Ginnie looked at the false hair in her hand disappointedly and let her arm drop to her side. Her own costume was an old-fashioned calico dress and long-billed sunbonnet she had picked up God knew where, and her round moon face stared out from under the sunbonnet at him—at first, pensively, then irritably.

“What’s the matter with you?” she demanded. “You don’t never want to do anything with me. All you do is stay here at home with that damned book. You don’t love me at all anymore.”

“Ah, honey, it’s not that,” Dave said. “I just don’t feel like going, that’s all. It’s— Well, all those people— You know?— They’re—” He didn’t want to say hysterical, but it was the only word that fit. “They’re not having fun, they’re— Well, they’re just hysterical.”

“Hysterical!” Ginnie cried. “Hell! You and your damn big writer’s words! Those people are having
fun.
Why can’t you ever have fun? How do you think I feel? havin to go down to the festival without my husband?” Suddenly, she threw the wad of false hair on the floor. “All my friends, their husbands go with them. And
they
have fun. And what do you think they say about me? Hunh? You never want to do anything with me, damn you. You just don’t want to
do
anything with me, because it’s
me.

“Ah, no, honey,” Dave said. “It ain’t that. It’s just that— Well, it’s just gloomy. The whole damn thing makes me sad.”

“I know what it is!” Ginnie cried suddenly, her disappointment at the failure of the false hair shining on her moonlike face. “It’s that damned book! You sit and work and beat your damned brains out on it—and what do you get? Nothing! That damned book! It won’t
never
sell! And you keep wastin time on it when you could be livin!

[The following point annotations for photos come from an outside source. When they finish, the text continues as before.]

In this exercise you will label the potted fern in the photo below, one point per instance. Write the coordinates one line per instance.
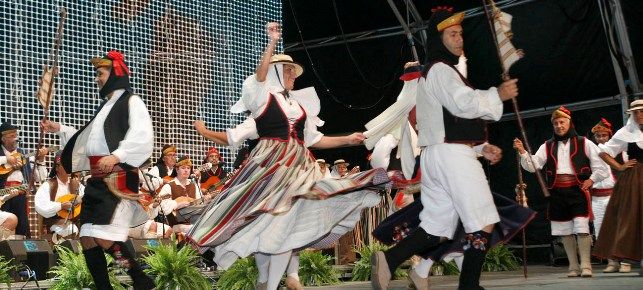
(362, 268)
(315, 269)
(242, 275)
(6, 267)
(72, 272)
(175, 268)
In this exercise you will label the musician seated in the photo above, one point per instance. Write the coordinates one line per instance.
(8, 221)
(183, 192)
(55, 199)
(151, 229)
(15, 169)
(164, 166)
(213, 178)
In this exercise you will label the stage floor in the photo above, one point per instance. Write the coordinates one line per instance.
(540, 277)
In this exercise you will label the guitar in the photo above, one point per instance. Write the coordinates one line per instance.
(64, 213)
(7, 168)
(5, 191)
(214, 183)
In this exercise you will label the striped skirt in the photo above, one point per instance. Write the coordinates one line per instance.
(279, 202)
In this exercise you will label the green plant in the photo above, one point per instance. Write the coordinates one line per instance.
(5, 268)
(315, 269)
(499, 258)
(450, 268)
(242, 275)
(175, 268)
(362, 268)
(72, 273)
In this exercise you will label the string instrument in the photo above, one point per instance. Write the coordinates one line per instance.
(7, 168)
(5, 191)
(215, 183)
(64, 213)
(147, 199)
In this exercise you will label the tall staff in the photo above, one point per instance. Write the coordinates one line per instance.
(44, 95)
(507, 55)
(521, 198)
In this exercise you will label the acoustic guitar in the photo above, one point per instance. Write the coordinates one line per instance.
(215, 183)
(7, 168)
(20, 188)
(64, 213)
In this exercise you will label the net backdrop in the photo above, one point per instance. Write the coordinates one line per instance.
(188, 60)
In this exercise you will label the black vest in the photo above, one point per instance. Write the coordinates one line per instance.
(26, 170)
(460, 130)
(634, 152)
(273, 123)
(115, 127)
(578, 157)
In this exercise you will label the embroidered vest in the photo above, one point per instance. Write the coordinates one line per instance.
(273, 123)
(578, 157)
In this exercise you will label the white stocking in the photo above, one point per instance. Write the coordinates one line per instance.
(293, 266)
(423, 268)
(278, 264)
(262, 261)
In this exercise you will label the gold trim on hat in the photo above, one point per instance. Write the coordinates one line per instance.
(7, 132)
(184, 162)
(101, 62)
(169, 149)
(455, 19)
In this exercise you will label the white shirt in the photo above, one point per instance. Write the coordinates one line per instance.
(47, 208)
(600, 170)
(444, 87)
(169, 205)
(291, 108)
(135, 148)
(16, 175)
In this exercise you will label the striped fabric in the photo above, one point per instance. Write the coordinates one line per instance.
(509, 54)
(277, 175)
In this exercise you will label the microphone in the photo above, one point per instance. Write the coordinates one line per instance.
(27, 273)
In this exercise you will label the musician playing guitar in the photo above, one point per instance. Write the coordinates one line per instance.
(55, 199)
(164, 167)
(183, 191)
(213, 178)
(11, 157)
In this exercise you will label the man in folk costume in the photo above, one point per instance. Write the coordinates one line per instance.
(451, 133)
(179, 192)
(164, 167)
(216, 173)
(60, 183)
(601, 192)
(571, 165)
(621, 231)
(16, 203)
(117, 140)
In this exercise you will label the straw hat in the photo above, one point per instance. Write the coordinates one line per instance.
(287, 59)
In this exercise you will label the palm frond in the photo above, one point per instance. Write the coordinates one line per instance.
(242, 275)
(175, 268)
(315, 269)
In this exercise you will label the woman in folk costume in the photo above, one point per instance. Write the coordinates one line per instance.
(623, 222)
(278, 202)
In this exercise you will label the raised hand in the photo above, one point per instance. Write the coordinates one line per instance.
(273, 29)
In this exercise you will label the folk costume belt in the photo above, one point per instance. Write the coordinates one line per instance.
(122, 181)
(565, 180)
(601, 191)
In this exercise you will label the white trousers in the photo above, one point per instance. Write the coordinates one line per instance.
(454, 187)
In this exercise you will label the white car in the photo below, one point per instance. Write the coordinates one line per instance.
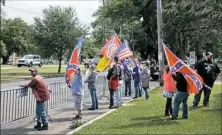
(29, 60)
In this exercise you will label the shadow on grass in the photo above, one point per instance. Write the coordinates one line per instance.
(215, 110)
(218, 95)
(150, 122)
(147, 118)
(191, 108)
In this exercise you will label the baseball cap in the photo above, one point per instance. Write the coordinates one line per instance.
(33, 70)
(209, 54)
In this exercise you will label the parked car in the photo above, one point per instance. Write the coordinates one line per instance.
(91, 61)
(29, 60)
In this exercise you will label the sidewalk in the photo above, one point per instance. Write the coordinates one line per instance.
(61, 118)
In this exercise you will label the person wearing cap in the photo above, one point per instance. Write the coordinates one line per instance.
(91, 79)
(77, 88)
(42, 94)
(145, 79)
(113, 81)
(209, 71)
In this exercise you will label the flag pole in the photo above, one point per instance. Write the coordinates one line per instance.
(160, 39)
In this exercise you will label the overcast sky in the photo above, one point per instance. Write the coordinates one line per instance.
(30, 8)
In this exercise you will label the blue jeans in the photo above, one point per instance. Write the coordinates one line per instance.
(41, 112)
(146, 93)
(111, 94)
(180, 97)
(137, 89)
(197, 97)
(94, 98)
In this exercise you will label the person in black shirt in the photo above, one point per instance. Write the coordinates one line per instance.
(181, 96)
(209, 71)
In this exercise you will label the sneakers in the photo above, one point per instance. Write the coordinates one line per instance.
(44, 127)
(38, 126)
(206, 105)
(77, 117)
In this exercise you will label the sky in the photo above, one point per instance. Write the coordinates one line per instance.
(30, 8)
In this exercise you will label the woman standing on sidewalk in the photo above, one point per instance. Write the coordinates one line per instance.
(168, 90)
(145, 79)
(77, 88)
(91, 79)
(42, 94)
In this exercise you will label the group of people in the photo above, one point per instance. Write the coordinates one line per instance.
(209, 72)
(119, 74)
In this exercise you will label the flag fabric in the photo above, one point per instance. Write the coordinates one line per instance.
(113, 45)
(103, 64)
(104, 50)
(195, 82)
(123, 51)
(73, 63)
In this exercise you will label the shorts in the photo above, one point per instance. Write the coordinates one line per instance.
(77, 101)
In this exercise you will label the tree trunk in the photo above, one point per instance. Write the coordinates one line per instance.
(60, 62)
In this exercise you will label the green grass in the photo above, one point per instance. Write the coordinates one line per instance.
(147, 117)
(16, 73)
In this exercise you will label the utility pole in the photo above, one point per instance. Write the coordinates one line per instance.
(104, 22)
(160, 39)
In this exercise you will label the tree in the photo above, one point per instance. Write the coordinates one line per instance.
(57, 32)
(3, 49)
(187, 25)
(15, 36)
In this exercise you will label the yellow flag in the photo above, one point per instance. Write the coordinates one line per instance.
(103, 64)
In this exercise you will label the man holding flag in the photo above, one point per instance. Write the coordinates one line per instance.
(75, 79)
(188, 82)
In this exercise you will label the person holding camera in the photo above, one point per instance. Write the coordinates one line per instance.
(42, 94)
(209, 71)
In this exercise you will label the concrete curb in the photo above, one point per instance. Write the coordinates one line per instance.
(101, 116)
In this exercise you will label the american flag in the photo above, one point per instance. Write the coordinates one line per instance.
(195, 82)
(123, 51)
(73, 63)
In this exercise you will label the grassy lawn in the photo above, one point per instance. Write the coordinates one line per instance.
(147, 117)
(16, 73)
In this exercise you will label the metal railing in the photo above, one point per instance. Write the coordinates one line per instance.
(14, 107)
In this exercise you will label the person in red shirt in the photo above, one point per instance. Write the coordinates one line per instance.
(42, 94)
(168, 90)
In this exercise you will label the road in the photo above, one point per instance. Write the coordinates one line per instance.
(13, 85)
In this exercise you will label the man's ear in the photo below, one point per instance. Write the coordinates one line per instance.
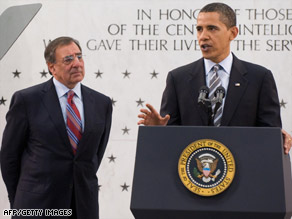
(51, 67)
(234, 33)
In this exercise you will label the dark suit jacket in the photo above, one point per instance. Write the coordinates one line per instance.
(254, 103)
(37, 161)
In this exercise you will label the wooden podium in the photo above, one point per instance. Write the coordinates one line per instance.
(261, 188)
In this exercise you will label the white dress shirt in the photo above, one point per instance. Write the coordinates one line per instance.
(62, 90)
(223, 72)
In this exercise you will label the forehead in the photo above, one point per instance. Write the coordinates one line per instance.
(66, 50)
(209, 18)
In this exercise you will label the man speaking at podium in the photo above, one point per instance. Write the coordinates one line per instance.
(55, 138)
(251, 97)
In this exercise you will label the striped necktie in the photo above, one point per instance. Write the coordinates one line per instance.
(73, 121)
(214, 83)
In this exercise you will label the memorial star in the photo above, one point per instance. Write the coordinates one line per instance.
(126, 74)
(113, 102)
(140, 102)
(283, 104)
(112, 158)
(98, 74)
(2, 101)
(125, 130)
(44, 73)
(16, 73)
(154, 74)
(125, 187)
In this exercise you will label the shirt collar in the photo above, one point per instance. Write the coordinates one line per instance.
(226, 64)
(62, 90)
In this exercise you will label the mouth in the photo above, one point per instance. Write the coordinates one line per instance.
(205, 47)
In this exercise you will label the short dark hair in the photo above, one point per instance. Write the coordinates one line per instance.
(50, 51)
(227, 14)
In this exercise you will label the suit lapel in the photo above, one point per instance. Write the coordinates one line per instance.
(197, 79)
(52, 104)
(236, 88)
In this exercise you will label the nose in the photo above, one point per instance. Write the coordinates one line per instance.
(76, 61)
(202, 35)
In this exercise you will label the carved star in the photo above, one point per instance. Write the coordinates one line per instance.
(16, 73)
(113, 102)
(112, 158)
(154, 74)
(125, 187)
(125, 130)
(98, 74)
(140, 102)
(283, 104)
(2, 101)
(44, 73)
(126, 74)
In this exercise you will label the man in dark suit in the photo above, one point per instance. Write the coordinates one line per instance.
(54, 142)
(251, 93)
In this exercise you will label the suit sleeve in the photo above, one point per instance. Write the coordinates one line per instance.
(169, 102)
(13, 143)
(268, 113)
(105, 137)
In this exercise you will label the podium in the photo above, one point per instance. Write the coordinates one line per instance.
(261, 188)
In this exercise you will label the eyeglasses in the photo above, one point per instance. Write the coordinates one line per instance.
(69, 59)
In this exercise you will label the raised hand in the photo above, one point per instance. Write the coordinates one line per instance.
(151, 117)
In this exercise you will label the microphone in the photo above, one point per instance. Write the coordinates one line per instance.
(219, 94)
(203, 95)
(205, 103)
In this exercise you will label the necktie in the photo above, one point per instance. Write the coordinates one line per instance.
(73, 121)
(214, 83)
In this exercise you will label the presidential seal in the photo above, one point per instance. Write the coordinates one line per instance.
(206, 167)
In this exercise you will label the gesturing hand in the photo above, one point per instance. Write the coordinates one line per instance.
(152, 117)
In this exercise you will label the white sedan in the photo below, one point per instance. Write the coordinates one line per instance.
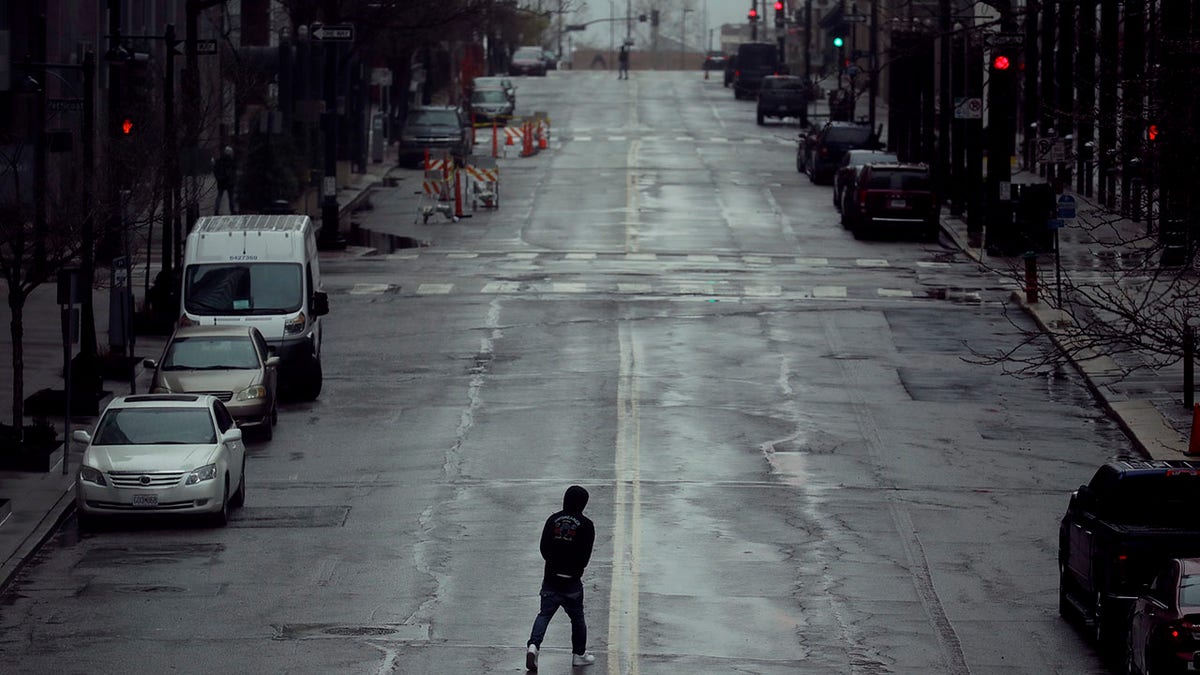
(162, 453)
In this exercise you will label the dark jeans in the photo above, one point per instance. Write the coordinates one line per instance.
(570, 598)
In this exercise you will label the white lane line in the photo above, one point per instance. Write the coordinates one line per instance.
(569, 287)
(433, 288)
(501, 287)
(828, 291)
(627, 533)
(370, 288)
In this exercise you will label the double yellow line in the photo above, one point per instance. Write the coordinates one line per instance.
(627, 533)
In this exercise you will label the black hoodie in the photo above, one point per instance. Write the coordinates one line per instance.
(567, 539)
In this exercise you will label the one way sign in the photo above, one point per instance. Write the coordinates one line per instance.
(339, 33)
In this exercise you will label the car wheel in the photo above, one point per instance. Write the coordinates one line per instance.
(239, 497)
(221, 518)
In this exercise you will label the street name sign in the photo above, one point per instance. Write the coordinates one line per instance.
(339, 33)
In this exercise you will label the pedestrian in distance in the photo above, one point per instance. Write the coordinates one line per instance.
(567, 541)
(225, 171)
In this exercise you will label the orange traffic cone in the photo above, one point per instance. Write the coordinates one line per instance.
(1194, 441)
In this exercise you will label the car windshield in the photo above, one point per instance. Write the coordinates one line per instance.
(847, 135)
(489, 96)
(243, 288)
(433, 118)
(775, 83)
(150, 425)
(915, 180)
(210, 353)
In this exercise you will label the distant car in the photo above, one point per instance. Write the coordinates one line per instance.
(231, 362)
(437, 129)
(161, 454)
(893, 198)
(819, 153)
(490, 105)
(847, 171)
(783, 96)
(1164, 622)
(504, 83)
(528, 60)
(714, 61)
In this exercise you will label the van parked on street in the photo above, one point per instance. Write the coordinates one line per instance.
(261, 270)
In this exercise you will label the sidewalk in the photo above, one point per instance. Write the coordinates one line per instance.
(31, 505)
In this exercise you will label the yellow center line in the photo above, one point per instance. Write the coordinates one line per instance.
(627, 535)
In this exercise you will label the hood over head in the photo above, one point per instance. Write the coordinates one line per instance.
(575, 499)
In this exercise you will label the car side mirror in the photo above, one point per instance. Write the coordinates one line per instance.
(319, 303)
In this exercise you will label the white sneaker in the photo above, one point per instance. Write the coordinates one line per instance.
(532, 658)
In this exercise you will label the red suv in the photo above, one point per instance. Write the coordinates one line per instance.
(893, 198)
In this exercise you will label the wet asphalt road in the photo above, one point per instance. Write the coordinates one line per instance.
(793, 465)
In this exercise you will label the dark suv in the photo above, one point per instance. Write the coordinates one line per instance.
(820, 153)
(437, 129)
(893, 198)
(783, 96)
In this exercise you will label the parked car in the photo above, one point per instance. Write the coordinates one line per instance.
(528, 60)
(756, 60)
(819, 153)
(490, 105)
(847, 171)
(783, 96)
(161, 454)
(232, 363)
(437, 129)
(1119, 531)
(893, 198)
(504, 83)
(1164, 622)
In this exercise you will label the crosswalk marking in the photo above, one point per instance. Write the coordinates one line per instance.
(829, 292)
(433, 288)
(501, 287)
(370, 288)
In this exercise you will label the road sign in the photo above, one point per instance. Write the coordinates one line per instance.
(339, 33)
(1066, 207)
(65, 105)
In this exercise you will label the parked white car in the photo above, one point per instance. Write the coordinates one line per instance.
(162, 453)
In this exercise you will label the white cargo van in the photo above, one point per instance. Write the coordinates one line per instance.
(261, 270)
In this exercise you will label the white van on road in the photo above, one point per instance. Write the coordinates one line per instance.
(261, 270)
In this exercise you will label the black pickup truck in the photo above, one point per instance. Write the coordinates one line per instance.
(1119, 529)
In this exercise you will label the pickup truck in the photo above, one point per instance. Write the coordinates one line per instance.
(1117, 531)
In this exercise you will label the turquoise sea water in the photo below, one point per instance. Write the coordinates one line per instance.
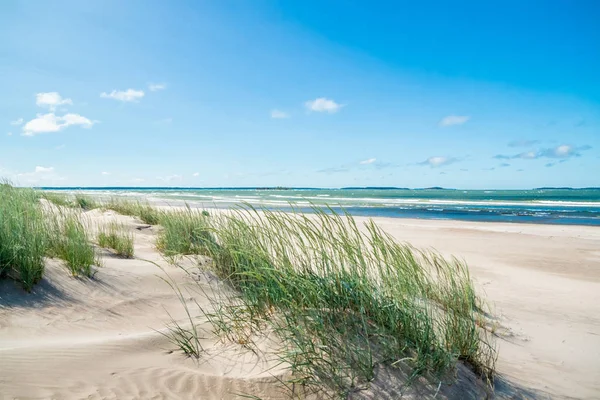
(547, 206)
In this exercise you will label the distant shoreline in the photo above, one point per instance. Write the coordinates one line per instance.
(538, 206)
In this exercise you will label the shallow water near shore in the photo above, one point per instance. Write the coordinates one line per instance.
(543, 206)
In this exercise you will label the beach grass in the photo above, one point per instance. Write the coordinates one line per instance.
(184, 232)
(68, 240)
(23, 237)
(85, 202)
(59, 199)
(340, 298)
(116, 237)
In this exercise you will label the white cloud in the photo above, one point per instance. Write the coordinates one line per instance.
(170, 178)
(369, 161)
(279, 114)
(124, 95)
(51, 100)
(155, 87)
(563, 151)
(438, 161)
(454, 120)
(51, 122)
(323, 104)
(46, 174)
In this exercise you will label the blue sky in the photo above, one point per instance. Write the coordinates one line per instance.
(463, 94)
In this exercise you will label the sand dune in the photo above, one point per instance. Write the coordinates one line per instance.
(100, 338)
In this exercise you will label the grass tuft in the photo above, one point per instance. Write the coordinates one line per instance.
(69, 241)
(184, 232)
(342, 299)
(145, 212)
(117, 238)
(23, 237)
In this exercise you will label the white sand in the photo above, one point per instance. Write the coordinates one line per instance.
(73, 339)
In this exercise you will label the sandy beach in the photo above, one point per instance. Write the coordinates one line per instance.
(100, 338)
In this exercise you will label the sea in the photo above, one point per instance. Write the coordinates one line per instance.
(564, 206)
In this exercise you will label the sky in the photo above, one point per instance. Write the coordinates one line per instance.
(466, 94)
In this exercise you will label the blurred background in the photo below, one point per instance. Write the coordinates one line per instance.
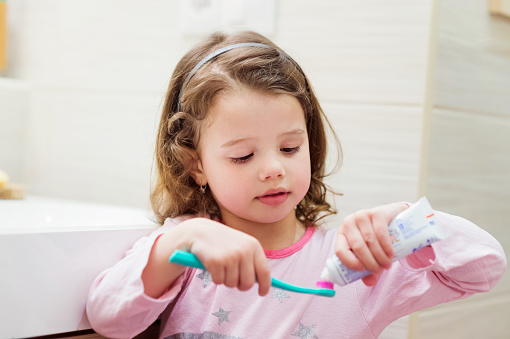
(418, 93)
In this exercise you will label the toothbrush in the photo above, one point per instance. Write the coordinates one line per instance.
(189, 259)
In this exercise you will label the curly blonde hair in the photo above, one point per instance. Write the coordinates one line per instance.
(269, 70)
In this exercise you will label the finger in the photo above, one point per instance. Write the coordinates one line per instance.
(232, 273)
(246, 274)
(217, 271)
(368, 231)
(262, 272)
(358, 243)
(380, 223)
(345, 255)
(370, 280)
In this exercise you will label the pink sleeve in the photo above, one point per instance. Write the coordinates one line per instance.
(469, 261)
(117, 306)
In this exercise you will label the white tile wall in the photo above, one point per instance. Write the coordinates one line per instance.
(14, 103)
(469, 170)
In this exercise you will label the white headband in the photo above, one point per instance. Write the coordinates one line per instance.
(211, 56)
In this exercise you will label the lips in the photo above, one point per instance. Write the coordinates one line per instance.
(274, 197)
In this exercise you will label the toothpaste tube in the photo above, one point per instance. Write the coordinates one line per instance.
(411, 230)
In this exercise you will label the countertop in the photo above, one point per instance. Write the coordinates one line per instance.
(50, 252)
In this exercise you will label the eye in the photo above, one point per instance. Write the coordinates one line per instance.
(241, 160)
(290, 150)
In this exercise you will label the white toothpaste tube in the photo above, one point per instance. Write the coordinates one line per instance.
(411, 230)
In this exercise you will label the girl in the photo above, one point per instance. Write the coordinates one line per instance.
(240, 161)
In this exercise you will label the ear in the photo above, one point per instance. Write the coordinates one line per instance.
(197, 170)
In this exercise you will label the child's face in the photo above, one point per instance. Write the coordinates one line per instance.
(255, 156)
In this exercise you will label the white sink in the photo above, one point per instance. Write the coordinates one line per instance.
(50, 252)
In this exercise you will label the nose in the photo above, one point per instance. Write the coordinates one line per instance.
(271, 168)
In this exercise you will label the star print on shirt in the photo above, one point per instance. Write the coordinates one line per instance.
(222, 316)
(205, 335)
(280, 294)
(305, 332)
(205, 276)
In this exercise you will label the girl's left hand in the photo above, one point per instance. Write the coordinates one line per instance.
(363, 242)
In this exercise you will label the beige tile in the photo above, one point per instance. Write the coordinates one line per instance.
(473, 61)
(381, 146)
(470, 318)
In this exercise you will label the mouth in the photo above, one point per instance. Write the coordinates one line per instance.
(274, 197)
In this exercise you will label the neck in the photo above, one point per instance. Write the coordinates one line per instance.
(272, 236)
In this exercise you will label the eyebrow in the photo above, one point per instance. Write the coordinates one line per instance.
(298, 131)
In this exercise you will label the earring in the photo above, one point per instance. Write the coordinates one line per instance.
(202, 188)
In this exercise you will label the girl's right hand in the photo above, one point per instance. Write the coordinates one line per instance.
(233, 258)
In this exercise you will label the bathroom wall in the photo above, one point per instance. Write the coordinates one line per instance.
(468, 171)
(99, 74)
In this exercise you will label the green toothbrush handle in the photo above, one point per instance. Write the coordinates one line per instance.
(189, 259)
(186, 259)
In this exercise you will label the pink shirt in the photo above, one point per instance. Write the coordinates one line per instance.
(467, 262)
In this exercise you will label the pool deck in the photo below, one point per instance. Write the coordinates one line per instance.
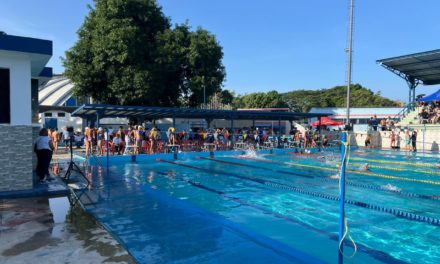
(37, 230)
(52, 188)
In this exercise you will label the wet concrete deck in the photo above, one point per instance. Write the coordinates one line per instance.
(42, 230)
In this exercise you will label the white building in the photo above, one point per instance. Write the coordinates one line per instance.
(358, 116)
(22, 68)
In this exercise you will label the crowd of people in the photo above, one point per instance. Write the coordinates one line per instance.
(384, 124)
(409, 139)
(143, 140)
(429, 112)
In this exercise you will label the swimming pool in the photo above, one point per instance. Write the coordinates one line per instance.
(269, 208)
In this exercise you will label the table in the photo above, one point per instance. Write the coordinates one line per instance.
(170, 148)
(209, 146)
(240, 145)
(129, 149)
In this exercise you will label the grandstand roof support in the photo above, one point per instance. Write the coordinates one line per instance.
(412, 84)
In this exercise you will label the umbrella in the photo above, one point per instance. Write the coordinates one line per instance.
(327, 121)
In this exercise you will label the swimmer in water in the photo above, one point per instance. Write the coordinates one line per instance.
(365, 167)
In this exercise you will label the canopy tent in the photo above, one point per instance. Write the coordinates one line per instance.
(418, 68)
(327, 121)
(432, 97)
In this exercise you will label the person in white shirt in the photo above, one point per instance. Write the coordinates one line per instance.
(43, 147)
(117, 144)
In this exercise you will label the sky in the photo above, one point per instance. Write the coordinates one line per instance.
(281, 45)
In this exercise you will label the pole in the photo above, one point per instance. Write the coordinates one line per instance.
(342, 198)
(108, 151)
(350, 51)
(204, 96)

With
me!

They were standing just inside the kitchen door, around the corner from the little room Dave had fixed up as a writing room and to which Dave had gradually retreated, hoping to get in and shut the door, until he was fully inside of it now with his hand resting on the corner of the table he used for a desk.

“That damned book!” Ginnie screamed and, herself still in the kitchen, seized up a heavy thick-walled aluminum saucepan, and taking a step toward him, threw it with all her strength through the door. She didn’t throw it at anything particularly—but the saucepan hit Dave’s typewriter sitting on the table beside which he stood, and both typewriter and saucepan slid off the table and crashed to the floor.

For a moment, there was complete silence in the little house, as both of them stood staring at each other and looking startled. Then Dave bent and picked up the typewriter and set it back on the table to see what damage had been done. The platen had been knocked completely off of it, and the carriage itself was bent. The thin back of the little portable had been deeply dented. It wasn’t anything that couldn’t be fixed, but Dave felt his face growing white with anger. And as his own face grew white, Ginnie’s face under the old sunbonnet grew correspondingly redder with sullen guilt.

“Well, I’m
glad
I done it,” she said sullenly. “Maybe now you’ll throw that old thing away and start livin like a reglar human being.” She stared at him, wide-eyed with fright.

“Get out!” Dave hissed at her through his teeth. Suddenly, he took a stride toward her beyond the doorway. “I said
get out
!”

And Ginnie, her eyes wide with both guilt and fear, backed away and then put her hands up over her face and began to cry and ran out through the back door.

Dave, his face still deathly pale, merely stood looking after her, feeling sorry for her, and for himself.

Ginnie Moorehead, Ginnie Moorehead
Hirsh,
was crying so hard she could hardly see the path as she ran around to the front of the house. He wasn’t comin after her. But that wasn’t why she was runnin. She was runnin because she had just done the very thing she had promised herself she wouldn’t never do: She had acted unbecomin to a lady. And that was what she was runnin from. Only, there wasn’t no place to run to. When she got out to the sidewalk, breathing heavily, she stopped and stood looking back at the little house sadly. Then, finally, she started to walk to town.